Remarkably, we observed a subset of Mg-associated immunofluorescence exhibiting an unusual subcellular localization pattern that could be clearly enumerated by LSCM. Specifically, image analysis revealed evidence of mycoplasma protein distribution within host cell nuclei (Figs 2 and 3) in a rapid and efficient manner (Fig. 4). Similar results were obtained when either G37 or 1019V isolates were examined, so while the micrographs shown here depict G37, the images obtained with 1019V were indistinguishable. As shown in Fig. 2, images taken at the apical, central, and basal planes of nuclei in infected EM42 (A–C) or HeLa (D–F) cells demonstrate distinct immunofluorescence clearly included within the internal volumes. Furthermore, digital orthogonal sections through Z-series datasets (Figs 2 and 3) confirm that a portion of internalized Mg-associated immunofluorescence is within the volume of nuclei in both EM42 (Fig. 3A–C) and HeLa (Fig. 3D–F) cells 30 min after infection. To confirm that the Alexa 488 signal from Mg was within the DAPI signal delineating host nuclei, line traces measuring pixel intensity in both channels were performed through orthogonal sections to obtain a profile of the fluorescence distribution in both DAPI and Alexa 488 detection channels (Fig. 3D–F). As demonstrated by the trace of fluorescence intensities within a selected region (Fig. 3; white box) of an infected host nucleus (Fig. 3; red box), the fluorescence distribution of Alexa 488-stained Mg, depicted as a green line in the intensity profile graph, is fully contained within the area occupied by the DAPI-stained host cell nucleus represented by the blue line in the intensity profile graph (Fig. 3). Therefore, Mg immunofluorescence in this micrograph is definitively located within the host cell nucleus. Importantly, this staining pattern is specific, as negative controls (see Methods) exhibited no evidence of Mg-related immunofluorescence.
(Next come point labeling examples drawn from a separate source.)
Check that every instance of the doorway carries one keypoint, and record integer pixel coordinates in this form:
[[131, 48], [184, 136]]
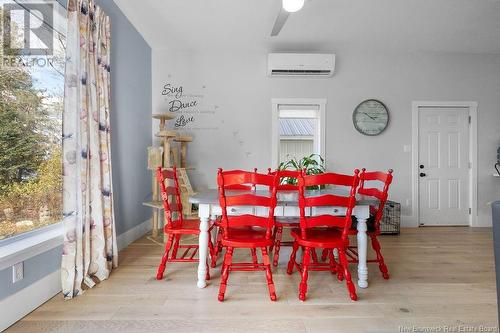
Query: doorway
[[444, 149]]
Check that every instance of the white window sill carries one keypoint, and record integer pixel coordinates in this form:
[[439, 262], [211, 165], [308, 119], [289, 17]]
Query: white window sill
[[22, 247]]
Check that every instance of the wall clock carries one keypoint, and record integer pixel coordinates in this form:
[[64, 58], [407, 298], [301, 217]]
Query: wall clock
[[370, 117]]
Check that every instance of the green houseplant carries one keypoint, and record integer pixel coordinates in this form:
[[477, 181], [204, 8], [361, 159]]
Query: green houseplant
[[313, 164]]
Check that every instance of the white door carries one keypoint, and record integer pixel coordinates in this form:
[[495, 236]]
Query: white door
[[444, 165]]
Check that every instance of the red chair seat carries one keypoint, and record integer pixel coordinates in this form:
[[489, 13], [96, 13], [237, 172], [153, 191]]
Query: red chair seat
[[287, 221], [247, 237], [186, 227], [319, 237]]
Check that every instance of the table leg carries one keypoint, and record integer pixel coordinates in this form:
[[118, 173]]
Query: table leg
[[203, 212], [362, 249]]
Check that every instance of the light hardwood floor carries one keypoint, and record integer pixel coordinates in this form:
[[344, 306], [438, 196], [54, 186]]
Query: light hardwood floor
[[440, 277]]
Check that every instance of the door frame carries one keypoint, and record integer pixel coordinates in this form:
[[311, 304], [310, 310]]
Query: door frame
[[472, 106]]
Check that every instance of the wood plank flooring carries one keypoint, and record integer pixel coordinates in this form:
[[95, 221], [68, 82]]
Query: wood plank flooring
[[441, 278]]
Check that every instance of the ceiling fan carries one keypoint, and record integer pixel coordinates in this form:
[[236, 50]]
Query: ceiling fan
[[288, 7]]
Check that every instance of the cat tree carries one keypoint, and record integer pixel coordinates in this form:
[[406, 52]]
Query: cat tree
[[167, 155]]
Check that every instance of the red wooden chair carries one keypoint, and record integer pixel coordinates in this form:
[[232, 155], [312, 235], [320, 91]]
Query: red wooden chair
[[373, 223], [214, 255], [283, 222], [249, 230], [176, 225], [324, 231]]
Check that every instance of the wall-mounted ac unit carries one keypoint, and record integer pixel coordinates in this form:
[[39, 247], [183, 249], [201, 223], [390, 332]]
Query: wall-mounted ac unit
[[297, 64]]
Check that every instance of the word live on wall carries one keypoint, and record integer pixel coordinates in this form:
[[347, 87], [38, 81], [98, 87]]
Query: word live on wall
[[192, 110]]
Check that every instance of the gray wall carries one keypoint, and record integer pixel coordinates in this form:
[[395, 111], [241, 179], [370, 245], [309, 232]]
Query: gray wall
[[130, 119], [236, 82], [131, 123]]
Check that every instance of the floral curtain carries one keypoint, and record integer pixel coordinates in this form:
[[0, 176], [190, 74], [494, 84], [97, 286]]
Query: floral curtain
[[90, 250]]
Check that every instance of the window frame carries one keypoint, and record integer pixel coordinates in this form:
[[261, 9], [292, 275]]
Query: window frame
[[320, 135], [23, 246]]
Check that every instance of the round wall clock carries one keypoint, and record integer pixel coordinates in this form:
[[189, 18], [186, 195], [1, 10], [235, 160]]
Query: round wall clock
[[370, 117]]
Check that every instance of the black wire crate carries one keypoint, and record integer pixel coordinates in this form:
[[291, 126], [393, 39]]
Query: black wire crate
[[391, 220]]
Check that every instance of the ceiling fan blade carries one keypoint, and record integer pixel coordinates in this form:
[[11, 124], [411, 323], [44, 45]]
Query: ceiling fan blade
[[280, 22]]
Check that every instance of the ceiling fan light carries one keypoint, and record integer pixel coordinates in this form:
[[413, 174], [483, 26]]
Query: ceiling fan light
[[293, 6]]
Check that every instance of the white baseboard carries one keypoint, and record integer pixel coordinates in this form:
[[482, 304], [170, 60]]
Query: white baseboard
[[133, 234], [18, 305], [407, 221]]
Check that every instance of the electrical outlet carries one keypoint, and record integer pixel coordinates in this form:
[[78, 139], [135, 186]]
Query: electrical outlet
[[17, 272]]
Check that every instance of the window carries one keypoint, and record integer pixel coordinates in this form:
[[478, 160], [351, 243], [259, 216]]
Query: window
[[31, 106], [298, 128]]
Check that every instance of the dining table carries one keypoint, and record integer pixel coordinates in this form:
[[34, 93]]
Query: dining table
[[287, 206]]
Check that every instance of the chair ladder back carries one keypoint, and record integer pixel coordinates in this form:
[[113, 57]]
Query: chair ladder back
[[227, 179], [171, 196], [381, 195], [284, 175], [320, 200]]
(103K): Fig. 2. LSCM of the nuclear region (blue) of Mg G37 (green)-infected uroepithelial cells at 30 min post-infection. Panels A–C represent different areas (A, apical plane; B, central plane; C, basal plane) within the nuclei of the same group of Mg G37-infected EM42 endometrial cells. Panels D–F represent different areas (D, apical plane; E, central plane; F, basal plane) within the nuclei of the same group of Mg G37-infected HeLa cervical epithelioid cells. The DAPI-stained host nuclei appear blue while the green-appearing Mg G37 were visualized using primary rabbit antibody directed to the C-terminal region of P140 adhesin and Alexa 488-conjugated secondary antibody.

(69K): Fig. 3. LSCM of nuclear region (blue) of Mg G37 (green)-infected uroepithelial cells at 30 min post-infection. Digital orthogonal sections through Z-series datasets confirm that Mg G37-associated immunofluorescence is within the volume of EM42 (A–C) and HeLa (D–F) cell nuclei. Images show the central section of individual nuclei of EM42 (A) and HeLa (D) cells and extended views of the horizontal (B and E) and vertical (C and F) Z-projections of EM42 and HeLa cells, respectively. Colours of arrows (red, yellow and white) indicate the localization of Mg immunofluorescence in the horizontal and vertical Z-projections. The small red-boxed portion of (E) is enlarged (large red box) to better delineate DAPI and Alexa 488. The white box defines the nuclear area through which the trace of relative intensities of green (Mg) and blue (host nucleus) pixels was determined. Data are graphically depicted in the Intensity Profile, where all green pixels representing Mg are contained within the blue pixels defining the host nucleus.

(10K): Fig. 4. Percentage of human EM42 cells with nuclear-associated Mg G37 and 1019V immunfluorescence at 30 min, 1 h or 3 h post-infection. Black bars, Mg G37; white bars, Mg 1019V; *P<0.05; ***P<0.001.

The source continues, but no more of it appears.